The LangChain-versus-LlamaIndex question is usually the wrong question wearing a framework's clothes. Both are abstractions over the same underlying moves — embed, retrieve, prompt, parse, sometimes loop. The real question is how much abstraction your system can afford before the abstraction becomes the thing you spend your nights debugging.

We ship RAG and agents on real customers, and the framework is never what makes the system good. Retrieval quality and control-flow clarity make it good. A framework can help you get there faster or bury the two levers you most need to reach.

LlamaIndex is retrieval-first

LlamaIndex is organized around one job: getting your documents into a form an LLM can answer over. Data connectors, indices, query engines, and node post-processors form a short path from "here are my PDFs" to "here's a grounded answer." If the system you're building is fundamentally retrieval — search my corpus, answer with citations — LlamaIndex's abstractions line up with the shape of the problem, and you write less glue.

Its risk is the usual one: the query engine hides the exact prompt and the exact retrieved context. When answers get worse, you need both of those in your hand, and a heavy query abstraction puts them one layer away.

LangChain is now LangGraph

Judging LangChain by its early linear chains is judging it by the part everyone outgrew. Its serious work moved into LangGraph: explicit, stateful graphs where you define nodes, edges, and state transitions for agent control flow. That is a genuinely different tool from a chain — it's for systems that branch, retry, and hold state across steps.

If you're building an agent with real control flow, LangGraph gives you an explicit graph instead of a pile of implicit callbacks, and explicitness is exactly what you want when an agent misbehaves. Classic linear LangChain chains, by contrast, are the part most teams replace with fifty lines of their own code within a quarter.

The shared failure mode

Both frameworks fail the same way in production: the abstraction hides the prompt and the control flow.
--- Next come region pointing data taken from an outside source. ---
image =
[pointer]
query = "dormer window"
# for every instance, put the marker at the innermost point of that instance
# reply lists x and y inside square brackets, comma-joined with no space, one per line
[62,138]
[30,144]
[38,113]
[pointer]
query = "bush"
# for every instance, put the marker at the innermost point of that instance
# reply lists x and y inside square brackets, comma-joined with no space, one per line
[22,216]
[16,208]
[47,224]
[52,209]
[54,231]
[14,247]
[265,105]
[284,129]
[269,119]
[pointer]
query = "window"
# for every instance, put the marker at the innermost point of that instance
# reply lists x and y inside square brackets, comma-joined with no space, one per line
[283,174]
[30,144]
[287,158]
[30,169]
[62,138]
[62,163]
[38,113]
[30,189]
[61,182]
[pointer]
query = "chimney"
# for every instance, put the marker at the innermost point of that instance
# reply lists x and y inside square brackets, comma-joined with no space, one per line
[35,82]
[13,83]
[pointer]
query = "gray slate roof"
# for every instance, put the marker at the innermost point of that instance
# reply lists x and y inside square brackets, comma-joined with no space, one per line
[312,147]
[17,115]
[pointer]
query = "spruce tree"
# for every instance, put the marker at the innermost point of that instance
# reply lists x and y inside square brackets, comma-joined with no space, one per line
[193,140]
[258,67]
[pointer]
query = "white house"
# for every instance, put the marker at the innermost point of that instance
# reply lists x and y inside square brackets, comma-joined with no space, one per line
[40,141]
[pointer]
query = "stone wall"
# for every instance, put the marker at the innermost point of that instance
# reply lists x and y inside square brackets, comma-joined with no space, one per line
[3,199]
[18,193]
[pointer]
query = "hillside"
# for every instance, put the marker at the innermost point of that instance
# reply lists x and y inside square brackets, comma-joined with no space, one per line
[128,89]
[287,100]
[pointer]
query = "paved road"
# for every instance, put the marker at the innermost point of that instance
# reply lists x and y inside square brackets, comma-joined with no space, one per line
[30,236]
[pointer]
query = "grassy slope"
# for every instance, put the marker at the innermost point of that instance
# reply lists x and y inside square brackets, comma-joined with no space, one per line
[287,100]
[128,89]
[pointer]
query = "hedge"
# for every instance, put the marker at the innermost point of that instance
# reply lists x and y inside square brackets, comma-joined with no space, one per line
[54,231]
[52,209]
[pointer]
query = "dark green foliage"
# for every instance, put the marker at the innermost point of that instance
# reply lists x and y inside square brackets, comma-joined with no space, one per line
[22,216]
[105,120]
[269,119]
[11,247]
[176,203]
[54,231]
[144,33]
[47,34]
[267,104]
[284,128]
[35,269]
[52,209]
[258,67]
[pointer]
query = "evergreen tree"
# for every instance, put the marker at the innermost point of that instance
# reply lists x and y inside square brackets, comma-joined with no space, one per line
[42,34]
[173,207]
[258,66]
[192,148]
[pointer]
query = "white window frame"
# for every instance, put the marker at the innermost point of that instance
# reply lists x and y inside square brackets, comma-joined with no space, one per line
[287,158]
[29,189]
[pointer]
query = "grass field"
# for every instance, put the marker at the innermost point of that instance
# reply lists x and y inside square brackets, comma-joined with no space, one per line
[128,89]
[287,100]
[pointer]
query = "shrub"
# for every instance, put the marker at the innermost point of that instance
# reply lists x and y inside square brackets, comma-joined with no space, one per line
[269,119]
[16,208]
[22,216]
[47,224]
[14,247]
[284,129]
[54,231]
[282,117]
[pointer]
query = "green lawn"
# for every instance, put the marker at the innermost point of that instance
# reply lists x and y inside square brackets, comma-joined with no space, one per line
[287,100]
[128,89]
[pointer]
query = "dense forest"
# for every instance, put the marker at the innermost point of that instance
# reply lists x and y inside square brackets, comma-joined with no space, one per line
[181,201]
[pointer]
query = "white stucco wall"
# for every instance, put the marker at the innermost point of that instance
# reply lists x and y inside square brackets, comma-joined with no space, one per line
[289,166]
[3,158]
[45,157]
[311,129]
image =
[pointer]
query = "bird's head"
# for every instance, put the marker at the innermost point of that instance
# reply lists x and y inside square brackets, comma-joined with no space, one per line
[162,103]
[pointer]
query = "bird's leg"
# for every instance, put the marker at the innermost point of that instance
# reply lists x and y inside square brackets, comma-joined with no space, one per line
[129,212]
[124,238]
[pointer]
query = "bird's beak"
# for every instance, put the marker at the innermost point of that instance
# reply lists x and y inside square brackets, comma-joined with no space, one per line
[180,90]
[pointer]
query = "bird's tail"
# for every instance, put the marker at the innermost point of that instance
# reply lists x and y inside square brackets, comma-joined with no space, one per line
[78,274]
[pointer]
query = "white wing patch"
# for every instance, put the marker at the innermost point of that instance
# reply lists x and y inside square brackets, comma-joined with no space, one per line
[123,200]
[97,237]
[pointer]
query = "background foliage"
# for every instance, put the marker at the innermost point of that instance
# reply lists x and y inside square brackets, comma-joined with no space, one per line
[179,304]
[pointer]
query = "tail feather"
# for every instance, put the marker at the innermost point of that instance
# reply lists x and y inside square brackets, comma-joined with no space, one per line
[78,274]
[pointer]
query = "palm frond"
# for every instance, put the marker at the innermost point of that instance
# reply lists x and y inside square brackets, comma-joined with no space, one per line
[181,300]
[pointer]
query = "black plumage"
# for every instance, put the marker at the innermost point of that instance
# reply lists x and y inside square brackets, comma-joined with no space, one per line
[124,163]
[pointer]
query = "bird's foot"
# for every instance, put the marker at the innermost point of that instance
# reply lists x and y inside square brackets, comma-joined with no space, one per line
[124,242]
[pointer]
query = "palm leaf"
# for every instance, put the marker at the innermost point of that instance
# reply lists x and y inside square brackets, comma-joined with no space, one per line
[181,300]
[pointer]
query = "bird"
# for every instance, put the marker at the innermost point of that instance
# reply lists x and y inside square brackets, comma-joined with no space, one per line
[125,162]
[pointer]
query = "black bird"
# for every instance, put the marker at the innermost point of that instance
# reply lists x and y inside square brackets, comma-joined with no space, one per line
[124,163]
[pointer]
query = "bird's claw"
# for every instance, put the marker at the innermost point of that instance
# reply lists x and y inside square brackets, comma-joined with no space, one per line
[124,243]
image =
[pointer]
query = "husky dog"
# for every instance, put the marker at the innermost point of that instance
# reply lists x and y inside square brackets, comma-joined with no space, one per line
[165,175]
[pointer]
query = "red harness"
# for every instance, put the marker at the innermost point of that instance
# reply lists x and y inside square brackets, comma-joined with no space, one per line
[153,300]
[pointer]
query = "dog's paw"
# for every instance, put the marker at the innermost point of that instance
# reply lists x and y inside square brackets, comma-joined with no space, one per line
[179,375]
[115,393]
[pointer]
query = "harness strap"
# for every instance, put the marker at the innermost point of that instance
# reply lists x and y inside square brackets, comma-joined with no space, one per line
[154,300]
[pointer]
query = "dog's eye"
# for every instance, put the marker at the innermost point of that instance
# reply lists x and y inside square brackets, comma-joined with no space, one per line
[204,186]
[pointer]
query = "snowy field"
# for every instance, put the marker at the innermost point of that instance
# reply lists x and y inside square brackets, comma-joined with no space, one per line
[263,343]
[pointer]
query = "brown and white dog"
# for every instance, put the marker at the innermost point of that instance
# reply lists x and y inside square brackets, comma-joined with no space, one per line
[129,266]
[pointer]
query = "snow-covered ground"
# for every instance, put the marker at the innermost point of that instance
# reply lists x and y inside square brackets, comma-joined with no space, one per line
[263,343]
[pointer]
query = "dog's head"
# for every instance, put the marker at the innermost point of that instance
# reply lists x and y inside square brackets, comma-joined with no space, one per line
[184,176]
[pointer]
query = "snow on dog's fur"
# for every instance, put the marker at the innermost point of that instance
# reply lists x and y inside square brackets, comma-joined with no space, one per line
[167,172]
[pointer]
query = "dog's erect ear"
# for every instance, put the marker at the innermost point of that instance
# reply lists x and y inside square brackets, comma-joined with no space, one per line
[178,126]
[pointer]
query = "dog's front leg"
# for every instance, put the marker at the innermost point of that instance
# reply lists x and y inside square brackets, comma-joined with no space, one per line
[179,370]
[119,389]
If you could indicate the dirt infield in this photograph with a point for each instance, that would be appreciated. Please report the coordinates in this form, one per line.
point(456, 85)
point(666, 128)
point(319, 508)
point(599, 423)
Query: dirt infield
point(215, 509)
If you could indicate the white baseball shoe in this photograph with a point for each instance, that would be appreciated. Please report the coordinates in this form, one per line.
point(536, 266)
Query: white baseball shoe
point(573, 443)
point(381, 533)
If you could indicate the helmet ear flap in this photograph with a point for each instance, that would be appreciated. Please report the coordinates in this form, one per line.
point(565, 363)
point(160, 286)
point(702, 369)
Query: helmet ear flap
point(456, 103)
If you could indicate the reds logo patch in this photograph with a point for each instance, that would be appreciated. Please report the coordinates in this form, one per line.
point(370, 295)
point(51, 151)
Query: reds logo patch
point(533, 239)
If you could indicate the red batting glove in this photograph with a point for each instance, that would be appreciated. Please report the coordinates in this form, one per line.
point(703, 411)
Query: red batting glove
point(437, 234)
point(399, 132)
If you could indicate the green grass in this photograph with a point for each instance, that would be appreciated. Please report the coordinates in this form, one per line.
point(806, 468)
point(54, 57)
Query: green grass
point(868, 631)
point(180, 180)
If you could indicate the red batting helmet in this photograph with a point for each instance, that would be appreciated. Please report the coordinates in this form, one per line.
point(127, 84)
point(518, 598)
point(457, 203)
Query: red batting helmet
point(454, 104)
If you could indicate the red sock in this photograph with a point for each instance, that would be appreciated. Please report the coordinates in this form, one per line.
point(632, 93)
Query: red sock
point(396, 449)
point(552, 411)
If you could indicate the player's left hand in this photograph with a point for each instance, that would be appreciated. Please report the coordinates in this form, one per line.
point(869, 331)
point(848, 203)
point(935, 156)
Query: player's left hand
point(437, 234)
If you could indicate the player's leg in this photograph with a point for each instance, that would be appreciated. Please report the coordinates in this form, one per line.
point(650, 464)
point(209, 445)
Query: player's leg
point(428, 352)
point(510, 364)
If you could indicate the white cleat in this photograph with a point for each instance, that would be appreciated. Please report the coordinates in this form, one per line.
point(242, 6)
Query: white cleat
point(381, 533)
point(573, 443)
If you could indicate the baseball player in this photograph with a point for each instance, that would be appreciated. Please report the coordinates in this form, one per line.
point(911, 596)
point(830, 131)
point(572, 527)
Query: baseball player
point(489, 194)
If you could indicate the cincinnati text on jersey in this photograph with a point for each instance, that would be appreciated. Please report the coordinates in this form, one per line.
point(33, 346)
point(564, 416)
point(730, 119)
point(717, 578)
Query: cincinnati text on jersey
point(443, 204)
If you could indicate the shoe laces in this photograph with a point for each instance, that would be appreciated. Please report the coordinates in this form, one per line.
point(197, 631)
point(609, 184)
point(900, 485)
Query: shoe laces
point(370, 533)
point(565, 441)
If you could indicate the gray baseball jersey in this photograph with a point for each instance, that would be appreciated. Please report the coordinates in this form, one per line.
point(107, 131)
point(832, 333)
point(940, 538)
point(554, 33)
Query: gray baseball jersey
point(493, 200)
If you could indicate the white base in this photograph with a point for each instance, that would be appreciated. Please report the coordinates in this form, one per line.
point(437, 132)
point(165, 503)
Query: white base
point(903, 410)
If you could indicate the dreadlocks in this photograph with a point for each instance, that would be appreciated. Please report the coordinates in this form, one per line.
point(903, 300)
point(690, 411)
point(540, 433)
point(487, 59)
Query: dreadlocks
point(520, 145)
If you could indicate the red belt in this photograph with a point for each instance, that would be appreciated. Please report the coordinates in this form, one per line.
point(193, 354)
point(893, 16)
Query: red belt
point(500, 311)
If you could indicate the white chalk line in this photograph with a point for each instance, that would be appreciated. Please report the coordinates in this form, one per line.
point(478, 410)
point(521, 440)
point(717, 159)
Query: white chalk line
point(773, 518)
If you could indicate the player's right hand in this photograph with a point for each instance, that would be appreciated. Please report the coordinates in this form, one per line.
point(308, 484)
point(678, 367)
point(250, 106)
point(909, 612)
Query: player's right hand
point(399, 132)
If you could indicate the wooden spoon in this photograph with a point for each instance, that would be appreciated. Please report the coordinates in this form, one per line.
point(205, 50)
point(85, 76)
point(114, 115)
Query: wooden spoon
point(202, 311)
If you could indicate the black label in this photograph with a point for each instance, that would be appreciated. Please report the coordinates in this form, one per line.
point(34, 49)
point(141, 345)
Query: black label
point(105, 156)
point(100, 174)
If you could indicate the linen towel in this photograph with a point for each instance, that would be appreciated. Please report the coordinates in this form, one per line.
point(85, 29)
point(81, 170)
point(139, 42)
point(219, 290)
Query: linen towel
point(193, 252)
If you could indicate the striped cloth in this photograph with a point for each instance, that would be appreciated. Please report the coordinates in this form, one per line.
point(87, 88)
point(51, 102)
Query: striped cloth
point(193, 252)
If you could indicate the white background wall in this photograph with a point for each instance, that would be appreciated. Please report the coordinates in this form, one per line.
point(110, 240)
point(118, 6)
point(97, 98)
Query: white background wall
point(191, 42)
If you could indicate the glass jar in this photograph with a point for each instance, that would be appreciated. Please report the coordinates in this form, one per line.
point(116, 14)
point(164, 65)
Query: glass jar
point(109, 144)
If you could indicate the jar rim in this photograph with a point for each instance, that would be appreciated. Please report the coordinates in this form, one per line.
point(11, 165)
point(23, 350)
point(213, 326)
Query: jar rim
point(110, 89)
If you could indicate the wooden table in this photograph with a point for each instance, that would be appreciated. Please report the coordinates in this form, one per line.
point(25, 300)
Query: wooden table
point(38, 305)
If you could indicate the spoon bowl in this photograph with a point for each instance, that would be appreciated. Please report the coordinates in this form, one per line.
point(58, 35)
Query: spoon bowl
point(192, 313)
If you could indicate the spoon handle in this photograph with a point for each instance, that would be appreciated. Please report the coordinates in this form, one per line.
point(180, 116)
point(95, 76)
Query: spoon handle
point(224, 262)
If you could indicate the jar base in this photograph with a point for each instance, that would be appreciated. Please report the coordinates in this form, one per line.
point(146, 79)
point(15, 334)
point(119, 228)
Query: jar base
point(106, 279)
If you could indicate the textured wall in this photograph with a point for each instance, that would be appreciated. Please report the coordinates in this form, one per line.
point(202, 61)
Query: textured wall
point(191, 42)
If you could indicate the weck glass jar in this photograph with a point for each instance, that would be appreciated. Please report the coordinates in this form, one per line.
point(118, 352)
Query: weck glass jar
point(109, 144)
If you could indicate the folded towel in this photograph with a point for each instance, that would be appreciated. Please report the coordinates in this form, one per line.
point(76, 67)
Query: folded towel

When retrieval quality drops six points or the model starts hallucinating citations, you need to see the exact context and the exact sequence of calls. If those live behind a query engine or a chain, you're now debugging the framework's mental model instead of your system. This is also why evals as a merge gate matter more than the framework: the eval catches the regression regardless of which abstraction produced it.

Which should you pick

Reach for LlamaIndex when the job is retrieval over your documents and you want the ingestion-to-query path handled for you. Reach for LangGraph — not classic chains — when you need explicit, stateful agent control flow you can inspect. And for a single straightforward RAG endpoint over one vector store, the honest answer is often neither: call the provider SDK and your retriever directly. It's less code, and every prompt and hop stays in plain sight.

Whichever you pick, the choice underneath it — MCP vs RAG vs agents — decides more about your architecture than the framework ever will.